In 1783, men first soared into space, riding a hot-air bal­loon. It was the result of pioneering work by Joseph Montgolfier and his brother Etienne, of Annonay, France. They realized that a balloon, filled with hot air, gained the required upward thrust for flight because hot air is lighter than the air around us.

Could an object, heavier than air, defy gravity and fly? That question remained unanswered, for over 120 years. This was a time well spent. During these years, many people in Europe and the United States experimented with kites and gliders. These experiments proved that objects heavier than air could fly. But nobody knew how to engineer a flying machine that would remain airborne.

Many people tried and failed. Failures, it is said, are stepping stones to success. Each failure brought out a few more insights into what more had to be done to make the dream come true.

Finally, two young men, Wilbur Wright and his brother Orville Wright, found the answer.

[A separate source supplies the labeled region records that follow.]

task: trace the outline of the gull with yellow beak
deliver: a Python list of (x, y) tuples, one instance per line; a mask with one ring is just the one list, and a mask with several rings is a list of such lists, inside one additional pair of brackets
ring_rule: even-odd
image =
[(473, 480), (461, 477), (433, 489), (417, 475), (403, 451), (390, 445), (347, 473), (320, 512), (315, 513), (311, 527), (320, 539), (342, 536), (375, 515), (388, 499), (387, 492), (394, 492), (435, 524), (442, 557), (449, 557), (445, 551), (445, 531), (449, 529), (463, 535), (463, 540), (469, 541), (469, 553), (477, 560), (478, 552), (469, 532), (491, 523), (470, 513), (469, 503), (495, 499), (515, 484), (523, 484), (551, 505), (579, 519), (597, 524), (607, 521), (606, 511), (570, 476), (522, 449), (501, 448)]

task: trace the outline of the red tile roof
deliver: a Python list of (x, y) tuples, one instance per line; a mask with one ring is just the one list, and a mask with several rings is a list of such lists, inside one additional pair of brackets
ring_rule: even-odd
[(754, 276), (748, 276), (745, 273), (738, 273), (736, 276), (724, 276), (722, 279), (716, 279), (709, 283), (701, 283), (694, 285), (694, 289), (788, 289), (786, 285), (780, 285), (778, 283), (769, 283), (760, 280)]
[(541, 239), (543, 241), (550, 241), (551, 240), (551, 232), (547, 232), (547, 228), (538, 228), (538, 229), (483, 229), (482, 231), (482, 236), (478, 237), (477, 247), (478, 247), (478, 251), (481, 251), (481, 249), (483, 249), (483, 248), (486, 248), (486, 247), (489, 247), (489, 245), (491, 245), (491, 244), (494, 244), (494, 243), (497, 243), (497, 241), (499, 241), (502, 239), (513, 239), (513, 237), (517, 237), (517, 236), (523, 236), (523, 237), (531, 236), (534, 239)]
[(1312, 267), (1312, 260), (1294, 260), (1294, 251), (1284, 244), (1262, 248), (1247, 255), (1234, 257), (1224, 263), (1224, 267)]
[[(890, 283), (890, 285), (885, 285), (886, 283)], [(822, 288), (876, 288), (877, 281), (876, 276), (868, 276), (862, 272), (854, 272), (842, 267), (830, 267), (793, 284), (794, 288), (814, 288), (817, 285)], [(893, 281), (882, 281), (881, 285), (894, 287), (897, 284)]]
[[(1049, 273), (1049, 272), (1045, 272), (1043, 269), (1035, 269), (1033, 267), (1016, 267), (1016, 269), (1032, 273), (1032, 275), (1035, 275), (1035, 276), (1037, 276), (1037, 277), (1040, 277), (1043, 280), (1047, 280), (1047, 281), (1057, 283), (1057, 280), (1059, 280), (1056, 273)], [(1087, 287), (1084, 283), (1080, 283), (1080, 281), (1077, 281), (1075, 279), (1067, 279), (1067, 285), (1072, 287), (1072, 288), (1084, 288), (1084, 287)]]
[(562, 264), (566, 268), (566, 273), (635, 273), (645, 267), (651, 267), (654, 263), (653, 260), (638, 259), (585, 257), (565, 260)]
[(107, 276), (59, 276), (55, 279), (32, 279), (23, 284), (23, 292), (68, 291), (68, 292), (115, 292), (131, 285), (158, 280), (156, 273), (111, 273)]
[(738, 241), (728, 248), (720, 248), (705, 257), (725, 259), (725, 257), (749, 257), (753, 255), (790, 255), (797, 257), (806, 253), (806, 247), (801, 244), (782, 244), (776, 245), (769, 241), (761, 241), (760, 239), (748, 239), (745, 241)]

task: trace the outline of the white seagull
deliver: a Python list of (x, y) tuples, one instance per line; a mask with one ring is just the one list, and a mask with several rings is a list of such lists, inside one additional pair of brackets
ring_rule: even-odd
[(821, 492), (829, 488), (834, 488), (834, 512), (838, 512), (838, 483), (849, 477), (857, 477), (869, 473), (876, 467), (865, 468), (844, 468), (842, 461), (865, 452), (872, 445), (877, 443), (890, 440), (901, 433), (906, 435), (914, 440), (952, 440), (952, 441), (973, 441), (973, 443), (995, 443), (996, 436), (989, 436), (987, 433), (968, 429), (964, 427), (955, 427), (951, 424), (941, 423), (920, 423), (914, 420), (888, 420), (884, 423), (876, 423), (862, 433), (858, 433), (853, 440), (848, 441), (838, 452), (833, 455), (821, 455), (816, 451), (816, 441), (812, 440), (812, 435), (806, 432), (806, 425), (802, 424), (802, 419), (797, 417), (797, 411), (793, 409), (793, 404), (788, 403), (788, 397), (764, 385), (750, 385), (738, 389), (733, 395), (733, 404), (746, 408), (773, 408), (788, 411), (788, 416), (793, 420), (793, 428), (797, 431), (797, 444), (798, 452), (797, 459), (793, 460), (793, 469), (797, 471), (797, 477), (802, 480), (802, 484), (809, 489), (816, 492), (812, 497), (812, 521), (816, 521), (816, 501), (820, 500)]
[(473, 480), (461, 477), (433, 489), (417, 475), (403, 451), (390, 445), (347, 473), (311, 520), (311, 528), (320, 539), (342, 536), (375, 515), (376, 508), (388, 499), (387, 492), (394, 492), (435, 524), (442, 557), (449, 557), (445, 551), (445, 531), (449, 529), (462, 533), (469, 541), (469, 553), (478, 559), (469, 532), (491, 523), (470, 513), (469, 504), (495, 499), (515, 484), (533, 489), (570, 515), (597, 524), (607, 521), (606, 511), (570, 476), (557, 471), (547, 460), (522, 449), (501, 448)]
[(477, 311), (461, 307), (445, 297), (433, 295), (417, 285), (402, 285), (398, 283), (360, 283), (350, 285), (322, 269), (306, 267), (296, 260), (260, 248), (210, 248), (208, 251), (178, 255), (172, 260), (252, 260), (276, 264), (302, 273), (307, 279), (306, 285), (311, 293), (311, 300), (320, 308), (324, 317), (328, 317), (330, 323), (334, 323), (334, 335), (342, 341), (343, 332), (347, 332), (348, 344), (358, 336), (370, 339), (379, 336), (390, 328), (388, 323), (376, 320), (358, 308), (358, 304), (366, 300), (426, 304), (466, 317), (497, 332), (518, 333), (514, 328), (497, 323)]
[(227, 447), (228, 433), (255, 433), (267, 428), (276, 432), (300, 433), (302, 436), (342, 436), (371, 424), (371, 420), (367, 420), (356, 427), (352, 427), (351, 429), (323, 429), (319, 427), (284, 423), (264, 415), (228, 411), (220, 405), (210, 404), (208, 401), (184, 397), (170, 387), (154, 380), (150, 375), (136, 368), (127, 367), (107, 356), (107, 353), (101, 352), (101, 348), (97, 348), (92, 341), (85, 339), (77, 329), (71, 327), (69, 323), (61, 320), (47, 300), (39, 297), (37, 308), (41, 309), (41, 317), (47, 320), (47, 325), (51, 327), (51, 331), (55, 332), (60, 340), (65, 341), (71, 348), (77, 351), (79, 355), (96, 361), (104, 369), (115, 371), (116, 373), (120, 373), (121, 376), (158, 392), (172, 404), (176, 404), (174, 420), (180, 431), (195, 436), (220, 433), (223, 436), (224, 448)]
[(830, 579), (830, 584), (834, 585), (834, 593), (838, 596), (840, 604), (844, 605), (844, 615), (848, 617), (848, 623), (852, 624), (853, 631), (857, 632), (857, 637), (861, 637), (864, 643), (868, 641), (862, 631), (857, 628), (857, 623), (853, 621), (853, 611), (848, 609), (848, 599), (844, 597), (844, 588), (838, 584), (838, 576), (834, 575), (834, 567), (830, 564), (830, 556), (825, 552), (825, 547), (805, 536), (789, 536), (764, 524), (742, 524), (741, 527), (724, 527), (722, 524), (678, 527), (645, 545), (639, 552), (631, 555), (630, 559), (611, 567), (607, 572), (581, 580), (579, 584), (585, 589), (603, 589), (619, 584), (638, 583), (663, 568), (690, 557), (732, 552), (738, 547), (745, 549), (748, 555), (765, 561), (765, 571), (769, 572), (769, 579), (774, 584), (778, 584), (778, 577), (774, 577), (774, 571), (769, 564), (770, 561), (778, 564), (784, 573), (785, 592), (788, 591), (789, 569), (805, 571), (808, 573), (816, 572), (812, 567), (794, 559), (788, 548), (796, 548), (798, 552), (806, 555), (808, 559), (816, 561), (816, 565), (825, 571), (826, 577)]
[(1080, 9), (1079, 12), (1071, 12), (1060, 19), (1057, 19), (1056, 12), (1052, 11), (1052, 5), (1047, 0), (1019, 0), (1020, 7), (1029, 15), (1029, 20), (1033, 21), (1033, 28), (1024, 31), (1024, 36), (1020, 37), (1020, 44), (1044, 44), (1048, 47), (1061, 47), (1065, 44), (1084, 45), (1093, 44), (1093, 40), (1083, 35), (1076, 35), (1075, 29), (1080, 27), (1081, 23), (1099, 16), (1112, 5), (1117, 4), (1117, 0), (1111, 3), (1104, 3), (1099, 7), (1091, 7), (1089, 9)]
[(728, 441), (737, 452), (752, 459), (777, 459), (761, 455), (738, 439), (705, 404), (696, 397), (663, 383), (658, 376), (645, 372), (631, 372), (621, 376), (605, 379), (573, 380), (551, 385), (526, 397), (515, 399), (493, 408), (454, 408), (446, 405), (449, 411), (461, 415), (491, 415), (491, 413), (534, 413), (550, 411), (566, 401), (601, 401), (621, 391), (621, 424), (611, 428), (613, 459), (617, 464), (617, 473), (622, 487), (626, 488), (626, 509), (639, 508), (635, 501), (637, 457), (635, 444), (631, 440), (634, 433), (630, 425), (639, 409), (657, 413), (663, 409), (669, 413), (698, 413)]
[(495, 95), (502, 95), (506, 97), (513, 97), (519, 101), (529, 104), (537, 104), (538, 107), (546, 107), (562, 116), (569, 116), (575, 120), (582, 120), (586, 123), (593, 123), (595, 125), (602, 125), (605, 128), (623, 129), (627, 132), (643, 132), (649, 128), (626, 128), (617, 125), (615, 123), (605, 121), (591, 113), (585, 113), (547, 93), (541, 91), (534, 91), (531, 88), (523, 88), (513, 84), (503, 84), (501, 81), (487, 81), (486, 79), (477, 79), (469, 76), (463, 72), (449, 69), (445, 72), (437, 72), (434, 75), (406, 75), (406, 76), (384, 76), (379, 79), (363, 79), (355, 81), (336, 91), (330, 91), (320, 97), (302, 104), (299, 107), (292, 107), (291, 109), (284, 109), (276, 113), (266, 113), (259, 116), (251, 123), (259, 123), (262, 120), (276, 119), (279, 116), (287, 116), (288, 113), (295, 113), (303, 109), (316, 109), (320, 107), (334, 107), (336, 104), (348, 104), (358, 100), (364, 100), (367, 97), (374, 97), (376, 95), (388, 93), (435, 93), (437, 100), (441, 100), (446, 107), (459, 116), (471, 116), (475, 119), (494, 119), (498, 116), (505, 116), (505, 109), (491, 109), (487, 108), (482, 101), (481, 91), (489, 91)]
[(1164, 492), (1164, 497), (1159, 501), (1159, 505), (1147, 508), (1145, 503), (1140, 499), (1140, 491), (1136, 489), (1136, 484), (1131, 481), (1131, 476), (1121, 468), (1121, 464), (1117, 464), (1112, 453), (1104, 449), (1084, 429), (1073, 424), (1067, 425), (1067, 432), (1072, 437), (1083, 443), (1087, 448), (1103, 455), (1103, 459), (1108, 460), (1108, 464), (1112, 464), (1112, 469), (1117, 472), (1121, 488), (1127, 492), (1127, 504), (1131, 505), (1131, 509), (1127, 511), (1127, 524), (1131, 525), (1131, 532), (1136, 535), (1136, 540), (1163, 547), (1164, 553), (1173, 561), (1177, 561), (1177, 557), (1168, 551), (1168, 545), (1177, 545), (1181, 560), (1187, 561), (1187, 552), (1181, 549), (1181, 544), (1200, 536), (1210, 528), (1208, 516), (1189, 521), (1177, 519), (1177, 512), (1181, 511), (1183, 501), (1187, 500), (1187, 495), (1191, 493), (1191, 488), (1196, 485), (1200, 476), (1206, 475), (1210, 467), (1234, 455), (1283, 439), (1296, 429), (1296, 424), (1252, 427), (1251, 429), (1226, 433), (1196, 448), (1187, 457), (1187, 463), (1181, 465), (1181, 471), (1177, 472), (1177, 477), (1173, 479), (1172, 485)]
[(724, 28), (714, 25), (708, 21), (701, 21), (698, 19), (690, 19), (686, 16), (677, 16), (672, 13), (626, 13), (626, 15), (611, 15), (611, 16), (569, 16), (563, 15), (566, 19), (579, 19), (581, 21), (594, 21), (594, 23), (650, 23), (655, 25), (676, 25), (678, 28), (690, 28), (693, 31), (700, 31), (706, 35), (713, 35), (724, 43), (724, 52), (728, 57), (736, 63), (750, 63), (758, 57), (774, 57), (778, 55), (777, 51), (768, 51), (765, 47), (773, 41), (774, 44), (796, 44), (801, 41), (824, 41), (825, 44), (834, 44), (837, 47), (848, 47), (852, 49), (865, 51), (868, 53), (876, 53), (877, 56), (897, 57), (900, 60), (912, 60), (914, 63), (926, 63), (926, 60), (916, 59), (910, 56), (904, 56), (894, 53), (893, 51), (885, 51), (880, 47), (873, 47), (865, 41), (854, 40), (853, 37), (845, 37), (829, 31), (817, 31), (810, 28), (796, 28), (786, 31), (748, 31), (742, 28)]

They became the first men to fly a machine that was heavier than air. The machine was crude, unsophisticated, yet it flew.

That event marked the beginning of the great aviation story. Daring men and women explored the frontiers of the aircraft’s range and speed by designing shapes and engines based on latest technological advances. The explorers have not reached the end of the road, either. They are still hot on

the chase of ways and means to take the aircraft to new records in speed, safety, style and elegance.

Aircraft, however, have one limitation. They can’t take off or land almost anywhere. They need long stretches of runways. The search for an alternate machine that would take off and land vertically led to the invention of the heli­copter.

Innovators are working on furthering the style, design and performance of the aircraft. They predict still more spec­tacular developments in aviation, in the years to come. Some say that sky is the limit. Others assert that even the sky can’t set the limit to the future of aviation.

This book is history, with a difference. This is history, where facts have been touched up with the liberty of a crea­tive writer. This presents the great story of aviation.